Dive Brief:
- Detroit's Downtown Development Authority has approved a $700 million, 1.2-million-square-foot, mixed-use building plan that includes what would be Detroit's tallest building, according to The Detroit Free Press.
- Quicken Loans founder Dan Gilbert is behind the project, which would feature 250 residential units; a nine-story podium with commercial, office, technology and arts space; an underground commercial development with parking; with some of that space in a 734-foot, 52-story skyscraper, Curbed Detroit reported. The building would be on the former Hudson's department store site.
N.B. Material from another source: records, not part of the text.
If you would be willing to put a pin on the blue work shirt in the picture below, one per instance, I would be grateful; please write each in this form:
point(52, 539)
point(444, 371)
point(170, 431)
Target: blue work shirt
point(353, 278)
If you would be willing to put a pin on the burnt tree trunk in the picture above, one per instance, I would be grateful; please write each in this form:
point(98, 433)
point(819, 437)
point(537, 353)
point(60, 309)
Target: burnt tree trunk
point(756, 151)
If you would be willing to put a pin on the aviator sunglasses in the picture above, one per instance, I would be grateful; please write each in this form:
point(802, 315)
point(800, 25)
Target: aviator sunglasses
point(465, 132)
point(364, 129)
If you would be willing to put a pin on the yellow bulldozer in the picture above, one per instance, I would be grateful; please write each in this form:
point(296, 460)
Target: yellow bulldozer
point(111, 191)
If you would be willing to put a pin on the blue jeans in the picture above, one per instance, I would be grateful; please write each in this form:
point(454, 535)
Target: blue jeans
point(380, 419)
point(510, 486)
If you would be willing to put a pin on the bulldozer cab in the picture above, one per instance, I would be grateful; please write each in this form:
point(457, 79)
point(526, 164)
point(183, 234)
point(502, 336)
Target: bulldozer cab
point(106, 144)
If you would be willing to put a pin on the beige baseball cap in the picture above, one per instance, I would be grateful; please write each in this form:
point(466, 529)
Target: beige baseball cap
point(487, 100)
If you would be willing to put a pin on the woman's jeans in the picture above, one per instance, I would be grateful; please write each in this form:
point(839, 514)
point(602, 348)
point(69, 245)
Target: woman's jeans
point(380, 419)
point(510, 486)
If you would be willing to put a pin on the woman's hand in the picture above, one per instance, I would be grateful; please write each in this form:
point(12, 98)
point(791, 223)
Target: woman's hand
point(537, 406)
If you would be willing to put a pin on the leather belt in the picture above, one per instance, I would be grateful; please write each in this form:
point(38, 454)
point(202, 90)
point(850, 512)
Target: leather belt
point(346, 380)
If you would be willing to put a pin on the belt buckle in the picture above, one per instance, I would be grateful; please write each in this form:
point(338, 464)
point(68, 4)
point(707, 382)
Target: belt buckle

- Gilbert's development company Bedrock will utilize the recently passed Michigan Thrive Initiative, which offers incentives to build on brownfield sites. If Gilbert gets the necessary tax incentives for the project, construction could begin this year, with completion scheduled for 2020.
Dive Insight:
This is just the latest development Gilbert has proposed for downtown Detroit. The billionaire also wants to build a $1 billion mixed-use complex — anchored by a 23,000-seat Major League Soccer stadium — on the site of a jail now under construction. I
In exchange for being able to build there, he and his company, Rock Ventures, have proposed to deliver to the city a $420 million jail and criminal justice center nearby, with no additional investment required from Detroit beyond the $300 million it originally had budgeted for the jail. The proposal is under consideration, and a county executive has requested $500,000 to conduct a thorough study of the plan before accepting or rejecting it.
Downtown Detroit has also seen significant development on the part of the Ilitch family, Little Caesars founders and owners of the Red Wings NHL team. Their efforts include a new hockey arena and a surrounding project called District Detroit. The undertaking aims to revitalize the area with new housing, transportation, commercial and entertainment space with the arena at its core.